In vivo experiments were performed to confirm the anti-tumor effect of axitinib in orthotopic cell-lines or patient-derived xenograft (PDX) mouse models. Female BALB/c nude mice were purchased from ORIENT BIO (Sungnam, Korea). This study was performed in accordance with all relevant guidelines and regulations. This study was reviewed and approved by the Institutional Animal Care and Use Committee (IACUC) of Samsung Biomedical Research Institute (SBRI). SBRI is an Association for Assessment and Accreditation of Laboratory Animal Care International-accredited facility (AAALAC International, protocol No. H-A9-003) and abides by the Institute of Laboratory Animal Resources (ILAR) guidelines (IRB no. 2015-08-046).

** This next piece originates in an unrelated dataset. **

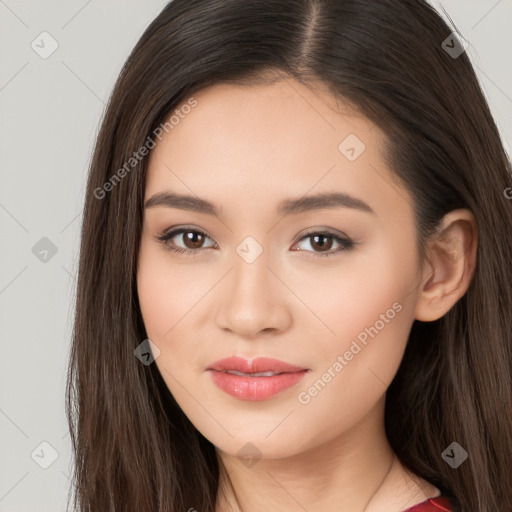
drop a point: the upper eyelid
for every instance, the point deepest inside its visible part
(167, 234)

To generate tumors, A2780 (1.0 × 106 cells/0.2 mL HBSS), RMG1 (5.0 × 106 cells/0.2 mL HBSS), and HeyA8-MDR (2.5 × 105 cells/0.2 mL HBSS) were injected into the peritoneal cavities of BALB/c nude mice that were 6 to 8 weeks old23. To generate PDX models of EOC, three tumor specimens retrieved from human patients during surgery were cut into small pieces (less than 2–3 mm in diameter), implanted into the subrenal capsule of the left kidney in mice11, and propagated by serial transplantation. Tumors were derived from one patient each with platinum-sensitive high grade serous EOC (OV-89-M5), clear cell carcinoma (OV-64-M9), and shigh grade serous EOC, platinum-resistant recurrent (OV-40-M7).

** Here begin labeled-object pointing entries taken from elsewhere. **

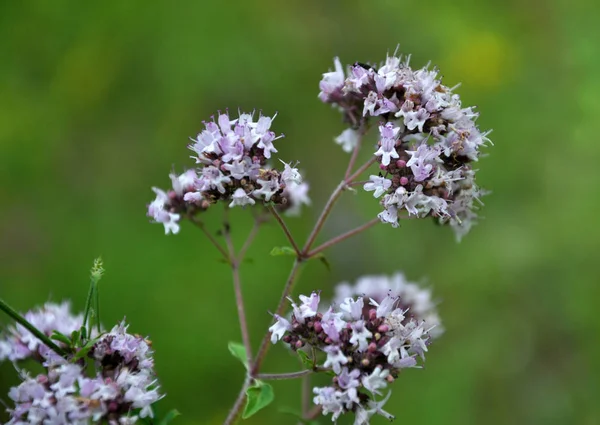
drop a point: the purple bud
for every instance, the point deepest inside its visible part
(383, 328)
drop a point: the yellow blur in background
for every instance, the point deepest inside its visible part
(98, 100)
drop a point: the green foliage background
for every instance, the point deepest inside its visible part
(98, 99)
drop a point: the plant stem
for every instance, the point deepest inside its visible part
(249, 240)
(343, 237)
(323, 217)
(236, 410)
(305, 394)
(88, 305)
(23, 322)
(289, 375)
(354, 155)
(210, 237)
(239, 299)
(287, 232)
(301, 256)
(265, 343)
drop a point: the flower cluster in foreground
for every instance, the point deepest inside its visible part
(232, 156)
(367, 344)
(412, 298)
(427, 140)
(120, 390)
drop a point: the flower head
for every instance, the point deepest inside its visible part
(120, 388)
(366, 343)
(232, 158)
(427, 139)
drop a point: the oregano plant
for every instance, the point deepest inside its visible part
(422, 167)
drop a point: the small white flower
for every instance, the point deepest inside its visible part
(335, 358)
(290, 175)
(348, 139)
(268, 189)
(241, 198)
(280, 327)
(377, 184)
(376, 380)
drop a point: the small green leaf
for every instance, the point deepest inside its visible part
(75, 335)
(297, 415)
(168, 418)
(306, 360)
(83, 333)
(57, 336)
(239, 352)
(258, 396)
(283, 250)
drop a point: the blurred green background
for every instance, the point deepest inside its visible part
(98, 99)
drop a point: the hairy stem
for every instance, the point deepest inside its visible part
(287, 232)
(343, 237)
(239, 299)
(324, 214)
(265, 343)
(290, 375)
(354, 155)
(236, 410)
(210, 237)
(23, 322)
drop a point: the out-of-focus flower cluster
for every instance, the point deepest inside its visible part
(367, 343)
(120, 390)
(232, 158)
(427, 140)
(19, 344)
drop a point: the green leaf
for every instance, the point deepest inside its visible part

After 7 days of cell injection for the cell line models or 5 weeks for the PDX models, mice (n = 10 per group) were subjected to experimental treatments. The control group was given 0.5% methyl cellulose and the axitinib group was given 30 mg/kg axitinib twice daily orally. Mice were monitored daily for tumor development and postoperative complications, and were sacrificed on days 35 to 40 or if they seemed moribund. Total body weight and tumor weight of each mouse were recorded. Tumors were fixed in formalin and embedded in paraffin or snap frozen in OCT compound (Sakura Finetek Japan, Tokyo, Japan) in liquid nitrogen23.

Immunohistochemical analysis

The primary antibodies used had action against p-VEGFR2 (Abcam, ab38464). Tissue sections were deparaffinized three times in xylene for a total of 15 mins and subsequently rehydrated. Immunostaining for p-VEGFR2 was performed using a Bond-maxTM automated immunostainer (Leica Biosystems, Melbourne, Australia) and the BondTM Polymer Refines Detection kit (Vision Biosystems, Melbourne, Australia). Briefly, antigen retrieval was carried out at 97 °C for 20 mins in ER1 buffer. After blocking endogenous peroxidase activity with 3% hydrogen peroxidase for 10 mins, primary antibody incubation was carried out for 15 mins at room temperature at an antibody dilution of 1:200. Negative controls (with substitution of TBS for primary antibody) were performed simultaneously. Immunohistochemical staining for Ki-67 (NOVUS, NB 600–1252), and CD31 (ABCAM, AB28364) was performed as described previously26. Apoptotic positive cells were analyzed by TUNEL assay using the ApopTag Peroxidase in situ Apoptosis kit (Millipore, S7100) as described previously27.

Data analysis

The Mann–Whitney U test was used to evaluate the significance of differences among groups for both in vitro and in vivo assays. All statistical tests were two-sided, and p values less than 0.05 were considered to be significant. SPSS software (version 17.0; SPSS, Chicago, IL, USA) was used for statistical analyses.